The FCC engineers, however, were not as forgiving and shut him down. Taking their suggestion, however, Joe brushed up on broadcasting law and passed the First Class license exam at 18 and quit his hamburger-flipping job to find work in radio. A year later, after working on mobile telephones for Ohio Bell, he landed his first radio job helping build WSUM-AM in suburban Parma, Ohio. When Joe started, it was just a muddy field. When the station signed on, he was behind the microphone doing evenings.

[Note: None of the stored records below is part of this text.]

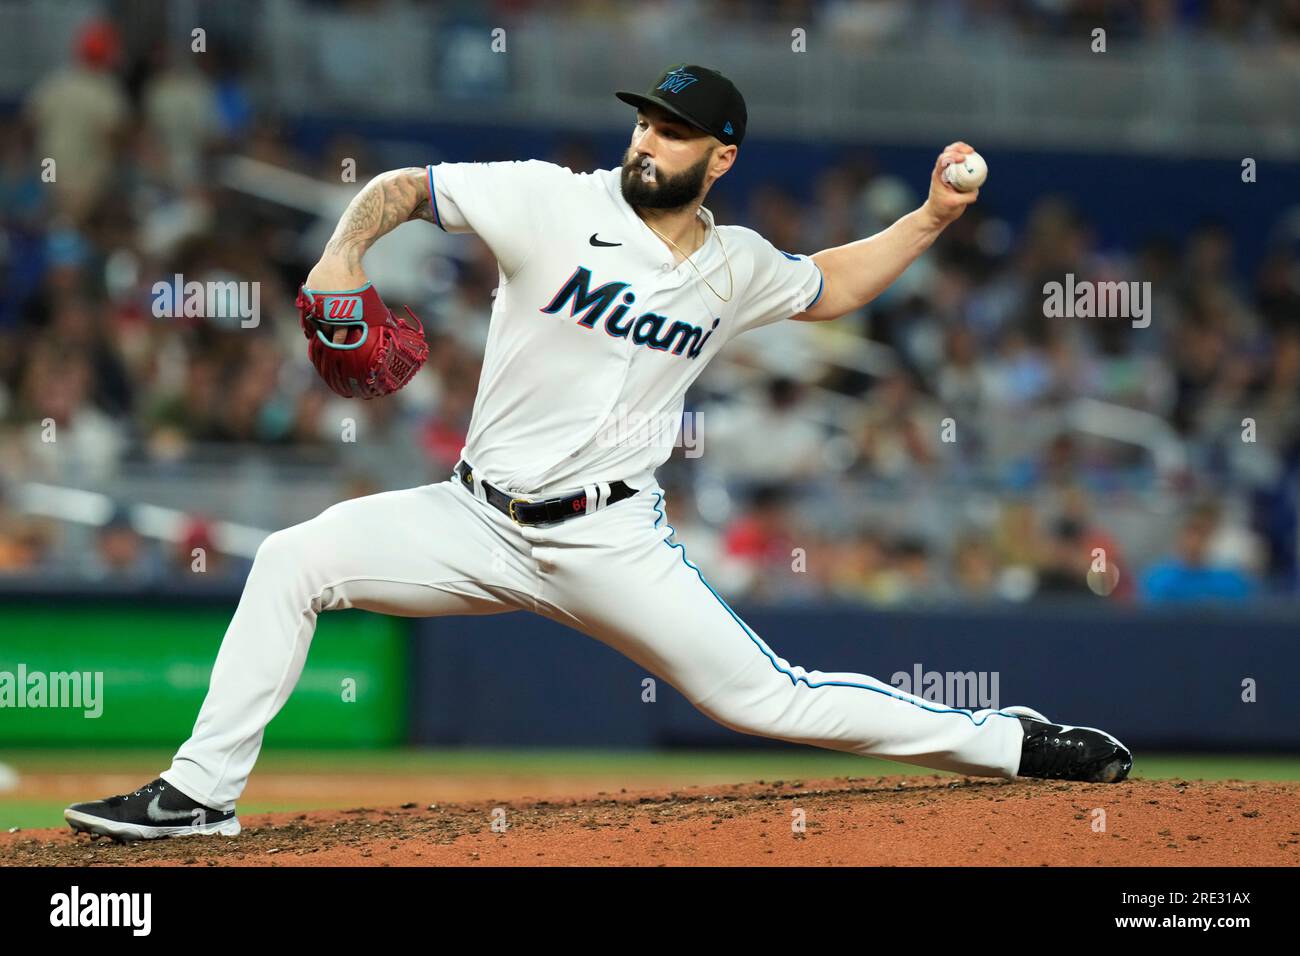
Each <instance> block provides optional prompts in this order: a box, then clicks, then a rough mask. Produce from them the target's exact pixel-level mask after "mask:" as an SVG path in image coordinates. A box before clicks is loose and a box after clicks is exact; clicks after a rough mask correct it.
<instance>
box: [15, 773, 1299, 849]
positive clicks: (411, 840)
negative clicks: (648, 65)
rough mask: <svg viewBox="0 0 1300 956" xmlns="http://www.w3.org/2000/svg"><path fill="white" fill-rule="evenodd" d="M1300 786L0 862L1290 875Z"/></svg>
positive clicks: (855, 786) (829, 797) (596, 812)
mask: <svg viewBox="0 0 1300 956" xmlns="http://www.w3.org/2000/svg"><path fill="white" fill-rule="evenodd" d="M1297 809H1300V784H1297V783H1252V782H1240V780H1226V782H1187V780H1127V782H1125V783H1119V784H1097V783H1058V782H1043V780H1017V782H1014V783H1011V782H1006V780H988V779H982V778H954V777H897V778H893V777H887V778H870V779H865V778H840V779H833V780H767V782H759V783H746V784H737V786H728V787H688V788H682V790H679V791H672V792H620V793H599V795H595V796H591V797H588V799H582V800H563V801H559V800H556V801H547V800H539V801H529V800H513V801H500V803H493V801H487V803H460V804H445V805H439V804H434V805H432V806H430V805H424V804H420V805H415V804H406V805H403V806H389V808H383V806H381V808H357V809H354V810H320V812H311V813H300V814H294V813H274V814H264V816H253V817H243V818H242V822H243V826H244V830H243V832H242V834H240V835H239V836H235V838H220V836H203V838H185V839H172V840H160V842H144V843H131V844H116V843H112V842H109V840H107V839H99V840H92V839H90V838H87V836H85V835H82V836H73V834H72V832H70V831H60V830H31V831H23V832H17V834H12V835H0V865H10V866H13V865H19V866H43V865H64V866H68V865H74V866H87V865H110V866H123V865H125V866H131V865H148V866H156V865H188V866H321V865H387V866H437V865H456V866H465V865H472V866H480V865H482V866H555V865H560V866H564V865H606V864H607V865H614V866H629V865H630V866H663V865H667V866H682V865H685V866H693V865H705V866H718V865H723V866H727V865H736V866H746V865H767V866H771V865H776V866H826V865H831V866H840V865H846V866H880V865H885V866H900V865H901V866H931V865H975V866H987V865H1021V866H1040V865H1049V866H1066V865H1071V866H1079V865H1084V866H1089V865H1105V866H1114V865H1121V866H1123V865H1138V866H1141V865H1164V866H1167V865H1188V866H1193V865H1195V866H1270V865H1271V866H1286V865H1295V864H1296V862H1297V860H1300V823H1297V819H1300V813H1297Z"/></svg>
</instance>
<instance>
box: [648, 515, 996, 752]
mask: <svg viewBox="0 0 1300 956" xmlns="http://www.w3.org/2000/svg"><path fill="white" fill-rule="evenodd" d="M654 497H655V503H654V510H655V511H656V512H658V514H659V518H658V519H655V523H654V527H656V528H658V527H659V523H660V522H663V520H664V514H663V509H662V507H660V505H662V503H663V494H660V493H659V492H655V493H654ZM668 531H671V532H672V533H673V535H676V533H677V529H676V528H673V527H672V525H671V524H669V525H668ZM664 544H666V545H668V546H669V548H677V549H679V550H681V561H682V562H684V563H685V564H686V567H689V568H690V570H692V571H694V572H695V575H697V576H698V578H699V583H701V584H703V585H705V587H706V588H708V593H710V594H712V596H714V597H715V598H718V604H720V605H722V606H723V609H724V610H725V611H727V613H728V614H729V615H731V617H732V620H735V622H736V623H737V624H740V627H741V630H742V631H744V632H745V636H748V637H749V639H750V640H751V641H753V643H754V645H755V646H757V648H758V649H759V650H762V652H763V657H766V658H767V659H768V662H770V663H771V665H772V667H774V669H776V670H777V671H779V672H781V674H784V675H785V676H788V678H789V679H790V683H792V684H798V683H800V682H801V680H802V682H803V684H805V685H806V687H809V688H810V689H814V691H815V689H816V688H819V687H857V688H859V689H862V691H872V692H875V693H883V695H885V696H887V697H893V698H894V700H898V701H902V702H905V704H911V705H913V706H917V708H920V709H922V710H928V711H930V713H932V714H965V715H966V717H967V718H969V719H970V722H971V723H974V724H975V726H976V727H983V726H984V721H987V719H988V718H989V717H1006V718H1011V719H1019V717H1017V715H1015V714H1004V713H1002V711H1000V710H993V711H991V713H989V714H988V715H985V717H984V718H982V719H979V721H976V719H975V717H974V715H972V714H971V711H970V710H961V709H958V708H931V706H927V705H926V704H918V702H917V701H914V700H909V698H907V697H900V696H897V695H893V693H889V692H888V691H885V689H883V688H880V687H872V685H871V684H855V683H853V682H850V680H823V682H819V683H816V684H814V683H813V682H810V680H809V679H807V678H796V676H794V674H792V672H790V671H788V670H785V669H784V667H781V666H780V665H777V663H776V654H775V653H774V652H772V649H771V648H768V646H767V645H766V644H763V641H762V639H761V637H759V636H758V635H755V633H754V632H753V631H750V630H749V624H746V623H745V622H744V620H741V619H740V615H738V614H736V611H733V610H732V609H731V605H728V604H727V602H725V601H724V600H723V597H722V594H719V593H718V592H716V591H714V585H712V584H710V583H708V581H706V580H705V575H703V572H702V571H701V570H699V568H698V567H695V566H694V564H692V563H690V559H689V558H688V557H686V546H685V545H682V544H677V542H675V541H668V540H667V538H664Z"/></svg>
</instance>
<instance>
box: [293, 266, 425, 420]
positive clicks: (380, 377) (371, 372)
mask: <svg viewBox="0 0 1300 956" xmlns="http://www.w3.org/2000/svg"><path fill="white" fill-rule="evenodd" d="M296 306H298V313H299V316H300V317H302V325H303V334H304V336H307V339H308V346H307V356H308V358H309V359H311V362H312V364H313V365H315V367H316V371H317V372H320V376H321V378H324V380H325V384H326V385H329V386H330V389H333V390H334V392H335V393H337V394H339V395H343V398H378V397H380V395H387V394H390V393H393V392H396V390H398V389H400V388H402V386H403V385H406V384H407V382H408V381H411V380H412V378H413V377H415V373H416V372H419V371H420V367H421V365H424V363H425V360H426V359H428V358H429V345H428V342H425V341H424V326H422V325H421V324H420V320H419V319H416V316H415V312H412V311H411V310H409V308H407V310H406V312H407V316H409V321H407V320H406V319H402V317H399V316H395V315H394V313H393V312H391V310H389V307H387V306H385V304H383V299H381V298H380V293H378V291H377V290H376V289H374V286H373V285H370V284H369V282H367V284H365V285H364V286H361V287H360V289H350V290H347V291H344V293H329V291H320V290H312V289H307V287H305V286H304V287H302V289H300V290H299V291H298V302H296Z"/></svg>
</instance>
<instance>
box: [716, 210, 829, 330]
mask: <svg viewBox="0 0 1300 956" xmlns="http://www.w3.org/2000/svg"><path fill="white" fill-rule="evenodd" d="M746 232H749V237H750V245H751V246H753V273H751V277H750V281H749V286H748V287H746V290H745V298H744V300H742V302H741V306H740V308H738V310H737V321H736V334H740V333H741V332H748V330H749V329H757V328H761V326H763V325H771V324H772V323H776V321H780V320H781V319H789V317H790V316H796V315H798V313H800V312H803V311H806V310H809V308H811V307H813V306H814V304H815V303H816V300H818V299H820V298H822V290H823V287H824V285H826V282H824V278H823V276H822V269H819V268H818V265H816V263H814V261H813V259H811V258H810V256H806V255H793V254H790V252H783V251H781V250H779V248H776V246H774V245H772V243H771V242H768V241H767V239H764V238H763V237H762V235H759V234H758V233H754V232H750V230H746Z"/></svg>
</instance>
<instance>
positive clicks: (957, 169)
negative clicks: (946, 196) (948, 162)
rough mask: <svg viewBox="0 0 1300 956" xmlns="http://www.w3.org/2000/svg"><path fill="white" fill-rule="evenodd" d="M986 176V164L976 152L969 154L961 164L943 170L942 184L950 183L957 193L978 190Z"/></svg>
mask: <svg viewBox="0 0 1300 956" xmlns="http://www.w3.org/2000/svg"><path fill="white" fill-rule="evenodd" d="M987 176H988V163H985V161H984V157H983V156H980V155H979V153H978V152H972V153H970V155H969V156H967V157H966V160H965V161H963V163H953V164H952V165H950V166H948V168H945V169H944V182H948V183H952V186H953V189H956V190H957V191H958V193H970V191H971V190H976V189H979V187H980V186H983V185H984V179H985V177H987Z"/></svg>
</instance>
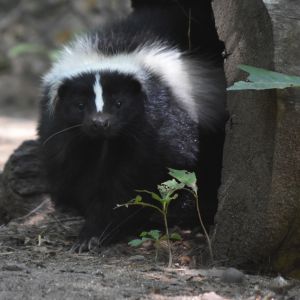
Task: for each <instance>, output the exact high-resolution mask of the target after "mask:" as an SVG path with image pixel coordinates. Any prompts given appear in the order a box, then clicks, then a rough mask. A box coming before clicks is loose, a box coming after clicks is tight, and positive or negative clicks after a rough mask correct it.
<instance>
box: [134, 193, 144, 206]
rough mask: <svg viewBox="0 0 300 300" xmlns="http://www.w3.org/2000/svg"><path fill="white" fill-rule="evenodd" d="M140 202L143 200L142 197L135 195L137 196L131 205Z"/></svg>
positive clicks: (137, 195)
mask: <svg viewBox="0 0 300 300" xmlns="http://www.w3.org/2000/svg"><path fill="white" fill-rule="evenodd" d="M142 200H143V198H142V196H141V195H137V196H136V197H135V198H134V200H133V203H136V204H138V203H140V202H142Z"/></svg>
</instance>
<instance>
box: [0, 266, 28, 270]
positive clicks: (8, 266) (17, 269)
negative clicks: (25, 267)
mask: <svg viewBox="0 0 300 300" xmlns="http://www.w3.org/2000/svg"><path fill="white" fill-rule="evenodd" d="M2 270H3V271H23V270H24V269H23V268H22V267H21V266H17V265H6V266H3V267H2Z"/></svg>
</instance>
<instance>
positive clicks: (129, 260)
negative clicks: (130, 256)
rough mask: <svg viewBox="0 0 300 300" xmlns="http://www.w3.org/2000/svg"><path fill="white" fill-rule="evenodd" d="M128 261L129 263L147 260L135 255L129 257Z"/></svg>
mask: <svg viewBox="0 0 300 300" xmlns="http://www.w3.org/2000/svg"><path fill="white" fill-rule="evenodd" d="M128 260H129V261H142V260H145V256H143V255H134V256H131V257H129V259H128Z"/></svg>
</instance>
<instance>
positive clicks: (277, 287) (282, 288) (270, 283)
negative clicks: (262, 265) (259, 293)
mask: <svg viewBox="0 0 300 300" xmlns="http://www.w3.org/2000/svg"><path fill="white" fill-rule="evenodd" d="M292 286H293V284H292V283H290V282H288V281H287V280H285V279H284V278H283V277H281V276H280V275H278V276H277V277H276V278H274V279H273V280H272V281H271V282H270V285H269V288H270V290H272V291H274V292H276V293H284V292H285V291H287V290H288V289H290V288H291V287H292Z"/></svg>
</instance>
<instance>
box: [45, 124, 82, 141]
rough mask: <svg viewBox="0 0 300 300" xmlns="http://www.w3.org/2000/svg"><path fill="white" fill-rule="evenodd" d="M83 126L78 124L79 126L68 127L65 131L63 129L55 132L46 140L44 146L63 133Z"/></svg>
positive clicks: (63, 129) (50, 135) (79, 124)
mask: <svg viewBox="0 0 300 300" xmlns="http://www.w3.org/2000/svg"><path fill="white" fill-rule="evenodd" d="M81 126H82V125H81V124H77V125H74V126H71V127H67V128H65V129H62V130H60V131H58V132H55V133H53V134H51V135H50V136H49V137H48V138H46V140H45V141H44V142H43V146H45V145H46V143H48V142H49V141H50V140H51V139H52V138H53V137H55V136H57V135H58V134H60V133H63V132H66V131H69V130H72V129H74V128H78V127H81Z"/></svg>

Joe’s radio career next took him to WBKC-AM in Chardon, Ohio where he became chief engineer and afternoon drive jock. Soon he had landed his dream job, at Malrite’s WMMS-FM/Cleveland, a station he’d been a fan of since they’d moved to album rock. He helped moved the Buzzard studios downtown, but left after the company transferred him to WZUU-AM-FM/Milwaukee. Joe’s next project was doing afternoons at crosstown WQFM, which included programming, production and promotions. After getting fired, he tried in vain to find another programming gig but ran out of money. After reconsidering the stability of engineering, Joe became chief engineer for Booth’s WZZP-FM/Cleveland. He tried going back to WMMS, but they sent me to Milwaukee to rebuild the WZUU studios, which is where he began work on his music scheduling program. Joe had been manually prescheduling WZUU’s music, a task that he thought was unnecessarily time-consuming. Knowing that computers would soon become essential radio components, Joe had been teaching himself computer programming. Now, he realized that music scheduling primarily involved decision-making, and that was what computers did best.
Another change in Joe’s life came when Malrite sent him to New York to help build WHTZ (Z100). Eventually, Carl Hirsh put him in charge of the project. At 3:30 a.m., Joe’s voice was the first heard on that station doing a station ID, followed by “New York, New York” by Frank Sinatra. He was asked to stay on, but Joe and his wife decided that Milwaukee was a better place to raise kids.
Back in Milwaukee, Joe continued improving his software, which started on an Ohio Scientific Challenger 8P computer and was originally called Revolve. He sold a copy to WCXI-FM/Detroit, then began rewriting it for the Radio Shack TRS-80, then for the IBM PC. In 1985, he licensed it to Tapscan to sell with their software as MusicScan. In 1994, following a bitter legal dispute, that deal ended and Joe formed his own company, changing the program’s name to MusicMaster and later rewriting it for Microsoft Windows.